For insights the user hasn't consciously noticed:

  • "You might not realize, but you're much more of an initiator than a responder—you start 65% of your email threads."
  • "You might not have noticed that you haven't emailed [dormant contact] in 8 months, even though you exchanged 40 emails over a year."

What NOT to Say

Don't Be Creepy

  • Don't list every category discovered ("I found your banking, health insurance, legal correspondence...")
  • Don't quote specific email content unless directly relevant
  • Don't speculate about personal matters ("It looks like you might be going through...")

Don't Overwhelm

  • Don't list every contact
  • Don't enumerate every discovery category
  • Don't present every behavioral metric

Don't Judge

  • Don't comment on email volume as "too much" or "too little"
  • Don't judge timing patterns as unhealthy
  • Don't make assumptions about what patterns mean

Handling Sensitive Discoveries

If You Found Health-Related Emails

Don't mention unless clearly relevant. If you must:
"I also noticed some healthcare provider communications—I won't share details, but I've noted your providers in case that's useful for scheduling."

If You Found Legal/Financial Issues

Keep it general:
"Your financial picture spans a few different institutions and services."
NOT: "I see you have a mortgage, two credit cards, and a Coinbase account with recent transactions."

If Timeline Shows Difficult Events

Be matter-of-fact, not sympathetic:
"It looks like you changed jobs in March 2024."
NOT: "I see you may have lost your job—that must have been hard."
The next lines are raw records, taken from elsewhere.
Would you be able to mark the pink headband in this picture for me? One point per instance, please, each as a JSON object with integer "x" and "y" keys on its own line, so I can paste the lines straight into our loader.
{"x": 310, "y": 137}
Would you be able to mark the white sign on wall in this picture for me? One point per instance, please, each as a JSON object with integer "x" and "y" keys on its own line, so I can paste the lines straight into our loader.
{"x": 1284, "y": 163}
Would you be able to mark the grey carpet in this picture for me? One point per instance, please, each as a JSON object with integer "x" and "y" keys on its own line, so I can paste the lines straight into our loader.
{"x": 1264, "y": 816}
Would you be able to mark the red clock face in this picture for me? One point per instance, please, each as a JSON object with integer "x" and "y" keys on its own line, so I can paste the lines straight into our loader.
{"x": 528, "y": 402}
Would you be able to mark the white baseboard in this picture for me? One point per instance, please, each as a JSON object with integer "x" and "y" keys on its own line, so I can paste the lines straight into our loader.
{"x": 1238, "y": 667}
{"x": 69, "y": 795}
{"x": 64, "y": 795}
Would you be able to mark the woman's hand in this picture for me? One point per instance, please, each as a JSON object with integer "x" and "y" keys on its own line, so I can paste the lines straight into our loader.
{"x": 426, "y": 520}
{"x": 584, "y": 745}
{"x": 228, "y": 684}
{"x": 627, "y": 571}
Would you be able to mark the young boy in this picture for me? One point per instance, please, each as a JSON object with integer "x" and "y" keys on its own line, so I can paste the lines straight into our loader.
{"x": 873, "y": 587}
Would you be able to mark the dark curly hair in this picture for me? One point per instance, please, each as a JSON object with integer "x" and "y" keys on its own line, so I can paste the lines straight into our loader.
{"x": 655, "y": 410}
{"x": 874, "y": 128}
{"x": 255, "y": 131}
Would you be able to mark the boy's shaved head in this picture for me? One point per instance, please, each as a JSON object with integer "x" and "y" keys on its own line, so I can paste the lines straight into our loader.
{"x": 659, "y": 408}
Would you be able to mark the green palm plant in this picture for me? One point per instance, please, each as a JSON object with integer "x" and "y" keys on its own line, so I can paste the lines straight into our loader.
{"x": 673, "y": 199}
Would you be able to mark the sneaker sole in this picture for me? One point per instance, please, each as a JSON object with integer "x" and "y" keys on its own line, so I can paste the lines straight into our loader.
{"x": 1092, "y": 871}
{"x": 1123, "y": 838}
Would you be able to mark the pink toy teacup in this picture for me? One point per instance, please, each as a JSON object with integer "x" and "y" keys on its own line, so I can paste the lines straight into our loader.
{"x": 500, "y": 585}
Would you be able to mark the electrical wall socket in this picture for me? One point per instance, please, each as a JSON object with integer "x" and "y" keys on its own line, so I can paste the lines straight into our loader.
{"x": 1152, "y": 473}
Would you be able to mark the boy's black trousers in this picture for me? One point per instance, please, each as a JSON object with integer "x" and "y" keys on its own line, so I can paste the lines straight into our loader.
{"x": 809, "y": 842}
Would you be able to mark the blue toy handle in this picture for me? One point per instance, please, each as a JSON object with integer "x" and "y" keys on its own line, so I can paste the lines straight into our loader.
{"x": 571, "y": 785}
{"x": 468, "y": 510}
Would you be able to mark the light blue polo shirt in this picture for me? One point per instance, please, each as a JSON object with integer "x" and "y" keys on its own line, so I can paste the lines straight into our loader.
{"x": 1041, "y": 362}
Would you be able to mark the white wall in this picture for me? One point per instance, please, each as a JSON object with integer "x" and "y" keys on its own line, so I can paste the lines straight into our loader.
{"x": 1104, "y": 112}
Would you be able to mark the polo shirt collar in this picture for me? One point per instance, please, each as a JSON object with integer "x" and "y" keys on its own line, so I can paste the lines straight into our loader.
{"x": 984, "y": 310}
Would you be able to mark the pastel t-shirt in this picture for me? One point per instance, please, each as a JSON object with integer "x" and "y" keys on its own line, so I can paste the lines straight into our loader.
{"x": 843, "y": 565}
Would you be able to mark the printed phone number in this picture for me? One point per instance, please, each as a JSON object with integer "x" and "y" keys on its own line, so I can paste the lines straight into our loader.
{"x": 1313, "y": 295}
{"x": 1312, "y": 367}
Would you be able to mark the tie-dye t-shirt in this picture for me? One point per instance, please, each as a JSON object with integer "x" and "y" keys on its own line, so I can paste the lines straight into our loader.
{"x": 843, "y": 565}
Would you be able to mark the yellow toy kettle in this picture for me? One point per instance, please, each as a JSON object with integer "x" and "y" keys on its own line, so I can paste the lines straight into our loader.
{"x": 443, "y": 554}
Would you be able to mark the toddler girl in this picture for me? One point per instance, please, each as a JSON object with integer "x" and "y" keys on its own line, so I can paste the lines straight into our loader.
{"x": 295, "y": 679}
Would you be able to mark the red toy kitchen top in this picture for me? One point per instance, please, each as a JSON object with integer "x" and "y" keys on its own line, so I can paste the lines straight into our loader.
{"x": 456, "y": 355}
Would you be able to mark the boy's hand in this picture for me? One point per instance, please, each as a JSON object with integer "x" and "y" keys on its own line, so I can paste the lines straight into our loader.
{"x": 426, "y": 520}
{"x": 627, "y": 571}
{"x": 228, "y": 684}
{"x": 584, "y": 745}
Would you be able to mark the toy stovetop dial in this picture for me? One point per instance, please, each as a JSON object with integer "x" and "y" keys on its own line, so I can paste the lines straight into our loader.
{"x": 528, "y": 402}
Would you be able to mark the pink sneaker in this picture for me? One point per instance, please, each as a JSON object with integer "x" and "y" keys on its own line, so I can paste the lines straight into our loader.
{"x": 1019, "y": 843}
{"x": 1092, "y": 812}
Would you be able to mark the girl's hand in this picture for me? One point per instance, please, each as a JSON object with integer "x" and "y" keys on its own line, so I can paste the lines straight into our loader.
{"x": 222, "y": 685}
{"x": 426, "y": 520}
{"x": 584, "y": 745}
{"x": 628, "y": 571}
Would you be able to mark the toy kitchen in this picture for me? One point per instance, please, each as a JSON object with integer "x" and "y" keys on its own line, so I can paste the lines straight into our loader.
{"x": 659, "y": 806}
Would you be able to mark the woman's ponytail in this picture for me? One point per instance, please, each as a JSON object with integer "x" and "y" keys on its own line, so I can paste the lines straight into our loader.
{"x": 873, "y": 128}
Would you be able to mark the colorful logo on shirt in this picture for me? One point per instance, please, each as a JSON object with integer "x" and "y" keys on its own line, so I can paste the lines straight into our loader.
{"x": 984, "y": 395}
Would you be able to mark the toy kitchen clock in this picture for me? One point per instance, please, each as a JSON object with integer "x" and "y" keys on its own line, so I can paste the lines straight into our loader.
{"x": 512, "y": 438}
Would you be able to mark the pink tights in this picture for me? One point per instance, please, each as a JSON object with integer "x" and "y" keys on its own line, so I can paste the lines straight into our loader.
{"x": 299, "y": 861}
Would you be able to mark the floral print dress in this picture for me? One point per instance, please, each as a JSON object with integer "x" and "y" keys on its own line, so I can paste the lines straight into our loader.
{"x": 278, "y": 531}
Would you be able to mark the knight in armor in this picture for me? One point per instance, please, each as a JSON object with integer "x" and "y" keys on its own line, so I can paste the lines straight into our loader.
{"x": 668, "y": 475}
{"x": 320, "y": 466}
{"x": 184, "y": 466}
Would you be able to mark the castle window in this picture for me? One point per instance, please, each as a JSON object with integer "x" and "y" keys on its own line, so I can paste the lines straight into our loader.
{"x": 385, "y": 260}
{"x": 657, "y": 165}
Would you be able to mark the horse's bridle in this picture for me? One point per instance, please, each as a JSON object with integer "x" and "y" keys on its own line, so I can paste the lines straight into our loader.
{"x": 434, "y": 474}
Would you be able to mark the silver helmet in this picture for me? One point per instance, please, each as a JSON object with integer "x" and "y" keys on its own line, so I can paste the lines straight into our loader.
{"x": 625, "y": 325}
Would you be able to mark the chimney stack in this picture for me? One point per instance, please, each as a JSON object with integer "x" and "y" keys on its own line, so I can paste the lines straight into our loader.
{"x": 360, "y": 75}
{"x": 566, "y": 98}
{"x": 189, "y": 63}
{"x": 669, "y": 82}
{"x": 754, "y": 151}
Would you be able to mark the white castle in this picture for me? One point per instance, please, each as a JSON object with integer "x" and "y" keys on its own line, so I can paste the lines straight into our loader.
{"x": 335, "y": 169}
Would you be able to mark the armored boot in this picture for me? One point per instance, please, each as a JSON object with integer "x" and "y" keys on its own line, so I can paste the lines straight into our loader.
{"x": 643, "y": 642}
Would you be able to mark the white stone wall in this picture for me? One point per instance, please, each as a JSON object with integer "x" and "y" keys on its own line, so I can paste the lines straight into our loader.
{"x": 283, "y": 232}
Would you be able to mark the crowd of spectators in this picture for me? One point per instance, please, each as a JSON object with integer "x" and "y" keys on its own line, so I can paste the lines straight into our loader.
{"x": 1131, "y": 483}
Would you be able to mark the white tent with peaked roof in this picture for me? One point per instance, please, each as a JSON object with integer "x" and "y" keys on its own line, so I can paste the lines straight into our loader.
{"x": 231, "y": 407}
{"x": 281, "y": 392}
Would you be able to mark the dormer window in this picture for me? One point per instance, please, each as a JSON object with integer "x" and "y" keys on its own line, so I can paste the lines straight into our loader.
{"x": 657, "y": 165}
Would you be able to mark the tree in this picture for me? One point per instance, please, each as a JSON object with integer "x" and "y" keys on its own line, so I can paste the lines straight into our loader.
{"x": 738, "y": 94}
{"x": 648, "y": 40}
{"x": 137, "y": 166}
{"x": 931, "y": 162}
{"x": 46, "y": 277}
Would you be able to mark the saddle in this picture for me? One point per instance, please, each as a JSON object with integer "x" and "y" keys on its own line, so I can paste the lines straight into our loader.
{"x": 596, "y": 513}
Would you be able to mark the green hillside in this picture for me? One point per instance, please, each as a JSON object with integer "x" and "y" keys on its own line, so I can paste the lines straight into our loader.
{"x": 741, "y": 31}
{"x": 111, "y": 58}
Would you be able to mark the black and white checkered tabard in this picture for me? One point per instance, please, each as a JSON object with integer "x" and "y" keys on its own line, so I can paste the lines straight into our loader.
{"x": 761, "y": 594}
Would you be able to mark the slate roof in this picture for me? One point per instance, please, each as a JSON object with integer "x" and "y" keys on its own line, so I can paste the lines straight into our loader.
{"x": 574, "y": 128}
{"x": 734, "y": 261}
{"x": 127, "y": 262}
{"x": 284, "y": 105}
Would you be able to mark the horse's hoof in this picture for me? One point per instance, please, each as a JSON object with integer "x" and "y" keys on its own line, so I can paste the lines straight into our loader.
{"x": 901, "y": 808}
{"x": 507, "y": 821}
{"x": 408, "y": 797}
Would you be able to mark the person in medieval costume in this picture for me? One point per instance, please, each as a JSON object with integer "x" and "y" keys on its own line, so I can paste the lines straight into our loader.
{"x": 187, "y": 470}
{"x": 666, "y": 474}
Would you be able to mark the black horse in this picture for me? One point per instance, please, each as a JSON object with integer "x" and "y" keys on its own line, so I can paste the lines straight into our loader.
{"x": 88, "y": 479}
If Dormant Contacts Might Be Estranged

Present without assumption:
"[Name] was in your top contacts but hasn't been active in 10 months."
NOT: "You seem to have lost touch with [Name]—want to reconnect?"

Sample Opening

"Here's what I learned about you from your inbox:

Your email life revolves around three worlds: your current team at Acme (12 people), lingering connections from BigCorp (8 people you've stayed in touch with), and a tight crew of friends who've been consistent for years.

Sarah Chen is your strongest email relationship—not because you email her most often, but because you've been consistently in touch for over 2 years with real back-and-forth conversations. You're a morning person who tends to start conversations rather than just respond, and you're active in about 15 different tools and services.

I also found some things that surprised me: you have 4 contacts who used to be important but have gone quiet—people worth reconnecting with. And your Tuesday email volume is 3x your Friday volume, which suggests you front-load your week.

All of this goes into how I understand you going forward."